Домой он вернулся позже обычного. Мать была на месте, настолько схожая с картиной, созданной его воображением, что ему представилось, будто ее здесь нет. Она оказалась слишком ожидаемой – сидящей на диване с синими подушками, с коробочкой “Клинекса” и книгой, с наполовину заполненным водой стаканом.
– Тебе известно, сколько сейчас времени? – спросила она.
– Да.
– Почти четверть одиннадцатого.
– Я знаю.
– Где ты был?
– Просто гулял.
Он не мог ничего ей сказать. Не мог взять ее с собой.
– Нельзя гулять так поздно, – сказала она.
Он наблюдал за комнатой, за ее ярким беспорядком. В последнее время мать начала покупать стоваттные лампочки. На полу лежали пакеты из магазина. Рыболовный крючок волос лежал, приклеенный потом, на ее щеке.
– Ты слышал, что я сказала? – спросила она.
– Да.
– Тогда ответь.
– На какой вопрос?
Она вздохнула – раз, другой.
– Вопрос, – произнесла она. – Вопрос в том, что заставляет тебя думать, будто в твоем возрасте можно гулять, как сегодня, полночи.
– Полночь еще не наступила.
– Ты хоть знаешь, что это такое, – сидеть здесь с трех часов дня, думая, что ты уже возвращаешься из школы? Семь часов прошло. Если бы мне не позвонила Кассандра, я не знала бы, где ты, целых семь часов, а не с шести вот до этого времени.
– Я ничего плохого не делал, – сказал он.
– Ты должен звонить мне. Сообщать, где ты. Ты хоть ел что-нибудь? Уроки сделал?
– Конечно.
– Джамаль…
– Что? – спросил он.
– Прошу тебя, не поступай так. Я не могу… Мне нужна твоя помощь. Нужно, чтобы вечером ты возвращался из школы. Чтобы сообщал мне, где ты, когда тебя нет дома.
– Угу.
Она достала из коробочки “Клинекс”, но не вытерла глаза, не высморкалась. Просто разорвала салфетку. И осталась сидеть с ее половинками в руках.

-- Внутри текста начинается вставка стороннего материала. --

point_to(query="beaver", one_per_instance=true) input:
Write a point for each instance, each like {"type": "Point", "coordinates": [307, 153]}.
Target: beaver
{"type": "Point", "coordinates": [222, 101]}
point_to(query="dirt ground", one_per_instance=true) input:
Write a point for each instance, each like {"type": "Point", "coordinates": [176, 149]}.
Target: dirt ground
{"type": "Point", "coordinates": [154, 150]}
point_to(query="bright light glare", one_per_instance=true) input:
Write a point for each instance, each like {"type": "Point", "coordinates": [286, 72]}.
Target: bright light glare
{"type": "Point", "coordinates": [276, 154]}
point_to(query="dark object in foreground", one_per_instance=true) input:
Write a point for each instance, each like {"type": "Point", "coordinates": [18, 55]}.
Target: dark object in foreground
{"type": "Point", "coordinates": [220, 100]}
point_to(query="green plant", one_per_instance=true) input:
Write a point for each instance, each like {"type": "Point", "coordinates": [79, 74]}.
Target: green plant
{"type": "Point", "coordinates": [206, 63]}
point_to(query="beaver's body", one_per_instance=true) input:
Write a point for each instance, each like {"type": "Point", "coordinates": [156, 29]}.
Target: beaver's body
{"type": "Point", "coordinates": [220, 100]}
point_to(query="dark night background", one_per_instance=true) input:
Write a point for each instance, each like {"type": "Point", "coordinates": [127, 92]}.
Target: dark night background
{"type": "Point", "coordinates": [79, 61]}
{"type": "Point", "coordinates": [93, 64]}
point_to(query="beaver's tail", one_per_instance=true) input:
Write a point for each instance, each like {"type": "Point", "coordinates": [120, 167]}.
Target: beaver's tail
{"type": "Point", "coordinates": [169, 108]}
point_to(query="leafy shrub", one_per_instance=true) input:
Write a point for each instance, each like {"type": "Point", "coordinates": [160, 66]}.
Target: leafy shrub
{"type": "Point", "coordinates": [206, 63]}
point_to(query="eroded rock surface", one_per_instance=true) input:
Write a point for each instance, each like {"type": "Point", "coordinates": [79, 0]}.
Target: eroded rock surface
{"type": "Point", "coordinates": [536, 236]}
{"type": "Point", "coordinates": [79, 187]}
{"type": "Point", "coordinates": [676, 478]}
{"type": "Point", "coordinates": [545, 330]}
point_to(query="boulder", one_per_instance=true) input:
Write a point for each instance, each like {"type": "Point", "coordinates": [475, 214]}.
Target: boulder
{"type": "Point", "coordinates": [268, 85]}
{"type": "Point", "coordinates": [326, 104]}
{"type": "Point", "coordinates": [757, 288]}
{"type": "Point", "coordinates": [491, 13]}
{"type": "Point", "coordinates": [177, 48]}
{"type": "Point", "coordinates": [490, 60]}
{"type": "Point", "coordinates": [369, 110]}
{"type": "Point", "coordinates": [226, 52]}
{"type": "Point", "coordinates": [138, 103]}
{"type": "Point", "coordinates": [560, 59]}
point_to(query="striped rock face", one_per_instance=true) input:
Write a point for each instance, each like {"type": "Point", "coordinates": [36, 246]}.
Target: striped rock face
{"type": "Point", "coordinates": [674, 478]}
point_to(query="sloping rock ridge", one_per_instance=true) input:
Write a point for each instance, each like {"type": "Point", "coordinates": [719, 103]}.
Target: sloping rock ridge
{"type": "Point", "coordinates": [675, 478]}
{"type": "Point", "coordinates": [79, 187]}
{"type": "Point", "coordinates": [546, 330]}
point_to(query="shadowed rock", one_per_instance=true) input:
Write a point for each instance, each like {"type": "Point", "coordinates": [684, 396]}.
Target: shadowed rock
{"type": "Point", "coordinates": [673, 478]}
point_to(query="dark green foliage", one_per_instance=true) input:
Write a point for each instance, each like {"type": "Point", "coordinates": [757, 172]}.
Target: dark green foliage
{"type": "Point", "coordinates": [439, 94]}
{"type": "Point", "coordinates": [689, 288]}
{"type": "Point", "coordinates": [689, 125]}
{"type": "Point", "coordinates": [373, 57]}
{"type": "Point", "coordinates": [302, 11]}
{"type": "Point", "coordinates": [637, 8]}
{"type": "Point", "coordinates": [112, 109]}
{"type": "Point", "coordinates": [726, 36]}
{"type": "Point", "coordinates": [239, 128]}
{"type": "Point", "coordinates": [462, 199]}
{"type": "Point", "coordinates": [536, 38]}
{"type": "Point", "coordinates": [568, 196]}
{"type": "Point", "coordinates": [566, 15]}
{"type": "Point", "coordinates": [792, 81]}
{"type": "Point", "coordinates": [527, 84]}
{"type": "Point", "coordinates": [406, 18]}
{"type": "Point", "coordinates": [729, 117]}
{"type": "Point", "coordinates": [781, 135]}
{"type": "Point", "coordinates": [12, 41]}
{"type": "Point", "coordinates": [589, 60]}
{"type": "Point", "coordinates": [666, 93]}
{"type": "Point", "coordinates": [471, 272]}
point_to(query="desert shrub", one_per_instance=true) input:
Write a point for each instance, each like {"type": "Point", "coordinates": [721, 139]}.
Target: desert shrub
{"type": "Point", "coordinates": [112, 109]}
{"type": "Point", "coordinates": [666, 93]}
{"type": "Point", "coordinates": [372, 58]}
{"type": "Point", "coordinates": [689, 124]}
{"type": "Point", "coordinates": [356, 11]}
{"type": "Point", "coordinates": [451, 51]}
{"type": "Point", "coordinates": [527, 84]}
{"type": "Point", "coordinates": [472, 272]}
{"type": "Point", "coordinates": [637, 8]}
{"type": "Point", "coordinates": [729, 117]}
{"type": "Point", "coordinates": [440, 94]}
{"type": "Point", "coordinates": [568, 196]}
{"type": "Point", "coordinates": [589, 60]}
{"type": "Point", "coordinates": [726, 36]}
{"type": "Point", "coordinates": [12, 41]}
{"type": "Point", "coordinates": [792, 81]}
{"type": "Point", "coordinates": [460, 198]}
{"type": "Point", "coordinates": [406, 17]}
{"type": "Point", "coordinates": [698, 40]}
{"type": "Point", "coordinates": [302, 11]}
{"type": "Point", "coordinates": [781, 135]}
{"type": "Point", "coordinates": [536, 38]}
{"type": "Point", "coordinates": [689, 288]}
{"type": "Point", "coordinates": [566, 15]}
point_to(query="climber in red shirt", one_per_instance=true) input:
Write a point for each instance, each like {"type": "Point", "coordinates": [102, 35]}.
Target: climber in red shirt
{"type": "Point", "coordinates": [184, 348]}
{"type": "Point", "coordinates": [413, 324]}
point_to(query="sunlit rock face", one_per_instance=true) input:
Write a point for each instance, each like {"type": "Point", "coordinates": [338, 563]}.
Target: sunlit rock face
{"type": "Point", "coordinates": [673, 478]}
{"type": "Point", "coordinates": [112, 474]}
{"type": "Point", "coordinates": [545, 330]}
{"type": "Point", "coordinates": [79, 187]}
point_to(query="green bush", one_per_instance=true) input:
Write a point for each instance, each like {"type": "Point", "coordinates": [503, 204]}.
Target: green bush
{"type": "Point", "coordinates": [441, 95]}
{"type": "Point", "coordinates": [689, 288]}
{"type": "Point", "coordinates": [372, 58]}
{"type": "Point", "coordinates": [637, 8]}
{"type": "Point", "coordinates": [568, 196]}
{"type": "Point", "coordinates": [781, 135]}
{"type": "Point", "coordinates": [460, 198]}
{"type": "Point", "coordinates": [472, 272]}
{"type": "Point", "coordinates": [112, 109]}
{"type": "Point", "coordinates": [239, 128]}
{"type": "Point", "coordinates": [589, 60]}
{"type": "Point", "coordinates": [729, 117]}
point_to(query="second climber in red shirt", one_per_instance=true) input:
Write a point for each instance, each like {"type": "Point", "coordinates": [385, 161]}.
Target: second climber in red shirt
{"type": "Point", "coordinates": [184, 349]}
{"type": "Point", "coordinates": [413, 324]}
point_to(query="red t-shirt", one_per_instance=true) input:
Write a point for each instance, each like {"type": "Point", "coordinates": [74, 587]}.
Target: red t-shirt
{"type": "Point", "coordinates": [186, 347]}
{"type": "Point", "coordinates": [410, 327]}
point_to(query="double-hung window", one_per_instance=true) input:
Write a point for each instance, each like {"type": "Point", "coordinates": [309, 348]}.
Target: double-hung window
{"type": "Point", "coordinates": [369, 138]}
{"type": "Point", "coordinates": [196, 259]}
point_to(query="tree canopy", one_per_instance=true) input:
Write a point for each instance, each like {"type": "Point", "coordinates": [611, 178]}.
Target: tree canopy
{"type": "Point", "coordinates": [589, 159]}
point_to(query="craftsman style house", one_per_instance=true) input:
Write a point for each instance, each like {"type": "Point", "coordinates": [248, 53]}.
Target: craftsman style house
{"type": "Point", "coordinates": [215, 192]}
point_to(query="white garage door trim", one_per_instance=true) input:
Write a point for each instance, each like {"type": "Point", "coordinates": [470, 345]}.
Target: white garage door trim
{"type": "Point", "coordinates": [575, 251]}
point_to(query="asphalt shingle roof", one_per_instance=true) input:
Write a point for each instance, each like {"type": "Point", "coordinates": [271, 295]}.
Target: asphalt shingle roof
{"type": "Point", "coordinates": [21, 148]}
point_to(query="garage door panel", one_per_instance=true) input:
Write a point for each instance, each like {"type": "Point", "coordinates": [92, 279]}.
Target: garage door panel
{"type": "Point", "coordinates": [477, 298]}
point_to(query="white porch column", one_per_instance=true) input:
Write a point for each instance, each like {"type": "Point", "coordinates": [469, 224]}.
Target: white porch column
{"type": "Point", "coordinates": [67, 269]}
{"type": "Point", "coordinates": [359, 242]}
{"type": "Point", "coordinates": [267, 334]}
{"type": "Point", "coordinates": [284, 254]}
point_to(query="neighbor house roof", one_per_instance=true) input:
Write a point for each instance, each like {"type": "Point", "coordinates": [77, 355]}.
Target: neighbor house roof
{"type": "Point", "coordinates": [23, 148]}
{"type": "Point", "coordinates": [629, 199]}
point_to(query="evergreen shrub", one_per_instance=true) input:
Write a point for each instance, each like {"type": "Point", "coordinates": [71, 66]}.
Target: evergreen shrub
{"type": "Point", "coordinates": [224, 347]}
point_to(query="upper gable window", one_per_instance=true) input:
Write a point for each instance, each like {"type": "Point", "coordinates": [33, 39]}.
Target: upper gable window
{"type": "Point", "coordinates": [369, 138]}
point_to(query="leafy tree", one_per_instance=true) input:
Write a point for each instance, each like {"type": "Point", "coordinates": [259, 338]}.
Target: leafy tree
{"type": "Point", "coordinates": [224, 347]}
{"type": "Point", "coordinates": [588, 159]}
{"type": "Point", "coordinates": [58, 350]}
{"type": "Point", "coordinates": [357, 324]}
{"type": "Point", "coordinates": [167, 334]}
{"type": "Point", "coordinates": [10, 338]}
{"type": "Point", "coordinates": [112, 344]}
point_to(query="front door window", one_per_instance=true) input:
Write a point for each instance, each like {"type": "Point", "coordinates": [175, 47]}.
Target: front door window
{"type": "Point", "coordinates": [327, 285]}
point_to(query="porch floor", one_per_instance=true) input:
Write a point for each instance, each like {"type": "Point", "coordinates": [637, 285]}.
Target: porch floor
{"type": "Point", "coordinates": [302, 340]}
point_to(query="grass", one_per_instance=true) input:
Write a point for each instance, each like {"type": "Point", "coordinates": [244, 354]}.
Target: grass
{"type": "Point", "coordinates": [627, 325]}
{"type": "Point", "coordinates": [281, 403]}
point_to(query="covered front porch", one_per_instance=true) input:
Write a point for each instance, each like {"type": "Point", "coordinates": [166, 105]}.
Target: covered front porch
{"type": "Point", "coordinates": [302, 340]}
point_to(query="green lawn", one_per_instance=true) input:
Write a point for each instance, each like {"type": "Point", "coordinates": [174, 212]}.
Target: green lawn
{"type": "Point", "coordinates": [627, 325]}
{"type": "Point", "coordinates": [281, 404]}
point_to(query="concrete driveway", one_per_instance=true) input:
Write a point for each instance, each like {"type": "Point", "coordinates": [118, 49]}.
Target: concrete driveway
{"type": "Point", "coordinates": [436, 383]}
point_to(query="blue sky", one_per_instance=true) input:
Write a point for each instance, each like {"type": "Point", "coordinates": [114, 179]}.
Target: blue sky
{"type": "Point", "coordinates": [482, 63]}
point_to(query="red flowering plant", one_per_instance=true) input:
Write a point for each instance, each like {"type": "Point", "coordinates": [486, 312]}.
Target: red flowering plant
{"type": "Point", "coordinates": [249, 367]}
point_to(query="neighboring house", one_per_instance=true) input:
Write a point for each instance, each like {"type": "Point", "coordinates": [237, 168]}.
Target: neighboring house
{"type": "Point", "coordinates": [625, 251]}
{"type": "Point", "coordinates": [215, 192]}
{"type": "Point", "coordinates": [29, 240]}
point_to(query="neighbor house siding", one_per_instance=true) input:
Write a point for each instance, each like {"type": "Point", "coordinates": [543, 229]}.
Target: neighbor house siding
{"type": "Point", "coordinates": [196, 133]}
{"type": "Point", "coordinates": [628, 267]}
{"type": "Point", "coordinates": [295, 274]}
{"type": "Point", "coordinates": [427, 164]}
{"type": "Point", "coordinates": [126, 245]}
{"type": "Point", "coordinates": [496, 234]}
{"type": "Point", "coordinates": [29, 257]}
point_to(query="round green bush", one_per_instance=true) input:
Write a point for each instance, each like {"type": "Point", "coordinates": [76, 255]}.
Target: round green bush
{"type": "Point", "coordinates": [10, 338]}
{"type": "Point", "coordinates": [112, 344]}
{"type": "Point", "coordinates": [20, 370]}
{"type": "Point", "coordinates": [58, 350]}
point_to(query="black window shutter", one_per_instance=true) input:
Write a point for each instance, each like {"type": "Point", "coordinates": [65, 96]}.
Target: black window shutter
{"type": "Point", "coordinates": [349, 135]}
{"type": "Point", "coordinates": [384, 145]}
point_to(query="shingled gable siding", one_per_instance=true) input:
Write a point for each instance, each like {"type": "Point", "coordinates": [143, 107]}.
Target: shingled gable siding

– Я не знаю, как до тебя достучаться, – сказала она. – Но готова для этого на очень многое. Ты хоть намекни мне, ладно?
Он не мог ничего ей ответить. Оба они знали, чего хотели, но, когда с прежним было покончено, оба оказались в ловушке. Ей было не место на этом диване. А ему не было места нигде.
– Джамаль? – произнесла она. Глаза ее были больными, пластмассовыми. Влажными и не влажными. Он попытался сказать ей, что достучаться до него невозможно, но объяснить это смог только одним способом – уйдя в свою комнату. Он чувствовал, как мать дышит в гостиной. Лежал в кровати, в темноте. И думал о себе, лежа в темноте, думая о себе. Не думая о ней.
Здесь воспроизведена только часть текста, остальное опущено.